Tudo isso levanta questões importantes para o futuro. Estaremos tão acostumados ao poder executivo que os governos se sintam confiantes em restringir nossas liberdades e resistirão a abrir mão de seu poder?
Em uma frente diferente, dados os enormes custos e interrupções que os governos impuseram ao público para combater a pandemia, existe agora uma obrigação moral mais clara de mobilizar recursos semelhantes para combater catástrofes em câmera lenta como as mudanças climáticas?
Ética e expectativas As expectativas, na forma de previsões sobre o futuro, raramente estão na vanguarda de nosso pensamento ético.
No entanto, como argumentou o filósofo do século XVIII Jeremy Bentham, a ruptura é inerentemente eticamente desafiadora porque as pessoas constroem suas vidas em torno de suas expectativas. Tomamos decisões, investimentos e planos com base em nossas expectativas e adaptamos nossas preferências em torno delas.
Quando essas expectativas são violadas, podemos experimentar não apenas perdas materiais, mas perdas em nossa autonomia e "autoeficácia" - ou nossa capacidade percebida de navegar pelo mundo.
Isso ocorre de várias maneiras no contexto dos mandatos de vacinas.
Por exemplo, não é crime ter crenças e valores estranhos, desde que você ainda siga as regras relevantes. Mas isso cria problemas quando um novo tipo de regulação é imposto a uma ocupação.

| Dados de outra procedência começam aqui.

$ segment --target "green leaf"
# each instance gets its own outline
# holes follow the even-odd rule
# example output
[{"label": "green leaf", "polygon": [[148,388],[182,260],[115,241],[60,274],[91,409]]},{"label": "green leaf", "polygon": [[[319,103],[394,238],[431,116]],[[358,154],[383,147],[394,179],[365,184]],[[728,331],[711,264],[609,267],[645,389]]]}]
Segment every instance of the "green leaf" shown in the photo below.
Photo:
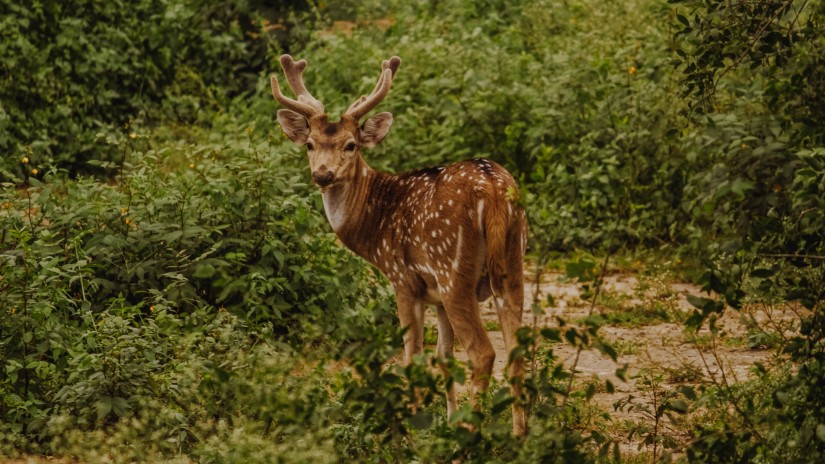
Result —
[{"label": "green leaf", "polygon": [[95,402],[95,410],[97,411],[97,420],[101,420],[112,412],[112,397],[104,396]]},{"label": "green leaf", "polygon": [[429,411],[418,411],[410,417],[410,425],[418,430],[426,430],[433,424],[433,415]]},{"label": "green leaf", "polygon": [[825,424],[817,424],[816,437],[819,438],[820,441],[825,441]]}]

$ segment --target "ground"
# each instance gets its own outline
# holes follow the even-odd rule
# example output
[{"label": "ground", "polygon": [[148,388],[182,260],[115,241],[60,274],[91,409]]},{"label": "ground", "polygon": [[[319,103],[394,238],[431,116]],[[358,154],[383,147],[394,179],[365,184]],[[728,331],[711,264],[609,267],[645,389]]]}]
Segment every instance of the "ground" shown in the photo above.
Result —
[{"label": "ground", "polygon": [[[534,299],[537,288],[538,295]],[[665,271],[650,275],[617,272],[605,278],[598,302],[592,308],[593,314],[602,315],[607,321],[600,333],[615,348],[618,359],[614,362],[595,349],[582,351],[576,364],[575,381],[578,386],[593,381],[604,385],[605,380],[612,381],[613,393],[604,388],[597,389],[590,402],[593,406],[591,413],[599,414],[600,410],[610,413],[609,428],[625,432],[616,434],[625,437],[623,452],[649,452],[638,446],[638,435],[626,438],[626,432],[634,425],[649,423],[649,417],[645,417],[640,408],[616,410],[614,406],[629,395],[634,396],[636,402],[652,403],[650,388],[640,381],[640,374],[647,373],[648,379],[661,376],[658,388],[671,391],[680,385],[743,382],[752,376],[755,363],[777,362],[779,358],[772,349],[776,344],[775,337],[792,332],[798,320],[792,308],[746,306],[741,311],[726,311],[717,322],[721,329],[718,337],[711,336],[707,326],[693,334],[684,328],[685,319],[693,311],[687,301],[691,294],[702,295],[702,292],[696,285],[676,281]],[[546,303],[548,295],[552,296],[551,306]],[[535,273],[527,276],[524,325],[534,323],[530,310],[534,301],[546,306],[544,314],[535,320],[538,327],[558,327],[558,318],[567,324],[578,325],[591,312],[591,302],[581,298],[580,284],[566,280],[560,272],[543,273],[538,286]],[[501,379],[507,352],[491,300],[482,305],[482,318],[496,349],[495,376]],[[428,330],[435,330],[434,314],[428,314],[426,325]],[[428,337],[430,341],[433,339]],[[572,367],[577,355],[574,347],[558,343],[552,349],[559,361]],[[460,346],[456,347],[456,356],[466,361]],[[623,381],[616,376],[616,369],[625,364],[629,368],[626,381]],[[686,430],[671,427],[669,432],[677,440],[688,438]]]}]

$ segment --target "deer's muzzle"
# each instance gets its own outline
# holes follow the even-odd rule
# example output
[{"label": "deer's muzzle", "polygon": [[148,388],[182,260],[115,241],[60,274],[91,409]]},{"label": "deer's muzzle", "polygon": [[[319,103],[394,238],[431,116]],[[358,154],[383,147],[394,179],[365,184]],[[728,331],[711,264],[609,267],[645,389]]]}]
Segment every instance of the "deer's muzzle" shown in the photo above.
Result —
[{"label": "deer's muzzle", "polygon": [[335,180],[335,174],[332,171],[315,171],[312,173],[312,180],[318,187],[326,187]]}]

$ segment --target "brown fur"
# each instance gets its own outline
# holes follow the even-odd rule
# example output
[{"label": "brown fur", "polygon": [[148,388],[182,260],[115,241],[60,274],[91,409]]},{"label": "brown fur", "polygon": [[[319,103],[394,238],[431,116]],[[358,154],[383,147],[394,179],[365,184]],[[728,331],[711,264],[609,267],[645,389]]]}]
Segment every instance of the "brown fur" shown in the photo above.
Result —
[{"label": "brown fur", "polygon": [[[302,88],[300,74],[295,73],[298,68],[303,71],[305,62],[295,64],[291,57],[281,62],[287,63],[287,73],[293,73],[290,83]],[[384,138],[392,115],[377,114],[360,127],[358,119],[389,91],[398,65],[397,58],[384,62],[373,94],[359,99],[336,123],[315,108],[285,99],[280,90],[276,92],[275,82],[273,95],[294,110],[280,110],[278,120],[294,141],[307,143],[308,148],[311,144],[308,157],[316,182],[334,179],[324,181],[321,192],[335,233],[344,245],[378,267],[395,288],[398,316],[408,328],[405,360],[411,362],[423,349],[424,307],[435,305],[437,354],[451,357],[458,337],[470,358],[474,398],[487,389],[495,359],[481,320],[480,300],[495,295],[507,351],[517,345],[527,221],[514,203],[515,180],[492,161],[477,159],[395,175],[367,165],[361,148]],[[312,101],[305,89],[301,92],[304,100]],[[323,107],[320,102],[315,106],[319,105]],[[355,150],[346,151],[352,142]],[[520,398],[522,362],[508,362],[508,374],[512,394]],[[450,389],[448,413],[455,409],[455,392]],[[519,400],[513,405],[513,432],[526,433]]]}]

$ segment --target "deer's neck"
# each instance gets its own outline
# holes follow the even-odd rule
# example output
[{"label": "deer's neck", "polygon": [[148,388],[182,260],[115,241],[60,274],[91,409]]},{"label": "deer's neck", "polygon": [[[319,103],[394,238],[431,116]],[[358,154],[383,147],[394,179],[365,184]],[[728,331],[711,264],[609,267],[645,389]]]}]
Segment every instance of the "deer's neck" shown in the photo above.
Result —
[{"label": "deer's neck", "polygon": [[393,190],[391,175],[373,170],[361,159],[351,181],[321,193],[332,230],[347,248],[371,262],[390,224],[387,213],[395,210]]}]

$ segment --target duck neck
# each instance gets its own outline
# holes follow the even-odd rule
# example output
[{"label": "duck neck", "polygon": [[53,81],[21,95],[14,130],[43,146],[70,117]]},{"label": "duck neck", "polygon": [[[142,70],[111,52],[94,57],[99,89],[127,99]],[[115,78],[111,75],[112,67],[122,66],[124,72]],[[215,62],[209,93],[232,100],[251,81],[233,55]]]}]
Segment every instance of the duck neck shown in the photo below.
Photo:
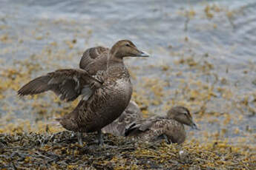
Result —
[{"label": "duck neck", "polygon": [[112,54],[111,52],[110,52],[108,58],[108,67],[116,64],[123,66],[124,62],[122,58],[116,57],[115,54]]}]

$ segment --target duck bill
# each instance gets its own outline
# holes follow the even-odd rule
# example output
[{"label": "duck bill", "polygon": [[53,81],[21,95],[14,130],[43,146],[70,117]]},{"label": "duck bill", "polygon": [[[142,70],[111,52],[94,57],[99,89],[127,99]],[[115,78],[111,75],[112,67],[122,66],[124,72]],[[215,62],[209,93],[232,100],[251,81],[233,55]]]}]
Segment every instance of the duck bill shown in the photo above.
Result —
[{"label": "duck bill", "polygon": [[149,57],[149,54],[144,51],[139,51],[139,54],[137,57]]}]

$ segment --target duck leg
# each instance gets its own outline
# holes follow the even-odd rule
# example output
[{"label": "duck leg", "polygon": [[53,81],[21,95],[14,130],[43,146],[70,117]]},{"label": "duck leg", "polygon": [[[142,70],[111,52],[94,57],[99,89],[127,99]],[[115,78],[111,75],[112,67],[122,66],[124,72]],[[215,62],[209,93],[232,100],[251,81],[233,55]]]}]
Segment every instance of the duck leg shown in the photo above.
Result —
[{"label": "duck leg", "polygon": [[82,134],[81,132],[77,132],[78,143],[79,143],[80,146],[82,146]]},{"label": "duck leg", "polygon": [[98,143],[100,146],[103,146],[103,134],[102,132],[102,130],[98,130]]}]

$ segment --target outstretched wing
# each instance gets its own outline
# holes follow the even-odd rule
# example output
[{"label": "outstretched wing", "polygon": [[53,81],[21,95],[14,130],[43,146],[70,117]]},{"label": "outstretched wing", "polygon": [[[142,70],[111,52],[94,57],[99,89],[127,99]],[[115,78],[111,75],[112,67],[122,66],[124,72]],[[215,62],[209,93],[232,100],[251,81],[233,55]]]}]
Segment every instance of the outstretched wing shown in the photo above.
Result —
[{"label": "outstretched wing", "polygon": [[131,123],[142,119],[142,114],[138,105],[131,101],[122,115],[111,124],[105,126],[102,131],[117,136],[124,136],[126,126]]},{"label": "outstretched wing", "polygon": [[65,69],[49,72],[36,78],[19,91],[20,95],[35,95],[48,90],[59,95],[61,100],[74,101],[79,95],[88,99],[93,93],[93,84],[102,84],[103,78],[97,79],[82,69]]},{"label": "outstretched wing", "polygon": [[108,48],[101,46],[86,50],[80,60],[79,67],[91,75],[96,75],[98,70],[105,70],[108,52]]}]

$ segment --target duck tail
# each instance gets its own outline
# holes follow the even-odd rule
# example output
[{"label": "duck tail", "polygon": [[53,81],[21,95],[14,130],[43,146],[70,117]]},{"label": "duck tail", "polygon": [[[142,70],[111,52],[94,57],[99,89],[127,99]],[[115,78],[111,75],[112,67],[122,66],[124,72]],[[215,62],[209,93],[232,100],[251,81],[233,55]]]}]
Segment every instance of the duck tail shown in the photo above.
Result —
[{"label": "duck tail", "polygon": [[47,125],[56,126],[61,127],[62,125],[59,123],[61,118],[53,118],[49,120]]}]

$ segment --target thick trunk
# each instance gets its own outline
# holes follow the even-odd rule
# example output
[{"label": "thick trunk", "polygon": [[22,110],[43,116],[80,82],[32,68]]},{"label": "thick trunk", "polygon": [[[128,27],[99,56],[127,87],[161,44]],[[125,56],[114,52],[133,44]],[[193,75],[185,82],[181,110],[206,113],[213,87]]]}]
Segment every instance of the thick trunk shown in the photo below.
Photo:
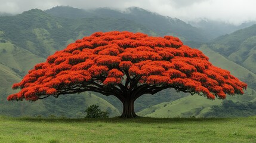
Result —
[{"label": "thick trunk", "polygon": [[128,98],[122,101],[124,107],[121,118],[134,118],[137,116],[134,111],[135,100],[135,99]]}]

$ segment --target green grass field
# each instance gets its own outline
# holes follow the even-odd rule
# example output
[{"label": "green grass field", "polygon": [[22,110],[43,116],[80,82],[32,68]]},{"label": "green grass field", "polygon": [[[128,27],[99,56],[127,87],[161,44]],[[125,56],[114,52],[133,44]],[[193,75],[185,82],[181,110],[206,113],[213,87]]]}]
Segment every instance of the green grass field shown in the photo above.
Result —
[{"label": "green grass field", "polygon": [[61,119],[0,117],[0,142],[255,142],[256,117]]}]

Uma pessoa com fortes crenças anti-vacinação (ou mesmo apenas hesitação em vacinas) provavelmente nunca deve se tornar uma enfermeira ou médica. Mas eles podem esperar que seus pontos de vista não sejam um problema se forem jogadores de futebol ou trabalhadores da construção civil.
Embora existam razões éticas poderosas que apoiam os mandatos de vacinas, a quebra das expectativas de vida das pessoas, no entanto, traz custos profundos. Algumas pessoas podem ser removidas das carreiras em que construíram suas vidas. Outros podem ter perdido a noção de que seu futuro pode ser previsto e suas vidas estão sob seu controle.
O que o futuro reserva? É possível que as mudanças sociais atuais "retornem" assim que a ameaça retroceder. Situações de emergência, como pandemias e guerras, podem ter sua própria lógica, impulsionada por altos riscos e pelos sacrifícios necessários para enfrentá-los.
Igualmente, porém, lições aprendidas e hábitos de pensamento arraigados podem persistir além dos cadinhos que os forjaram. Só o tempo dirá quais mudanças perdurarão – e se essas mudanças tornarão nossa sociedade melhor ou pior.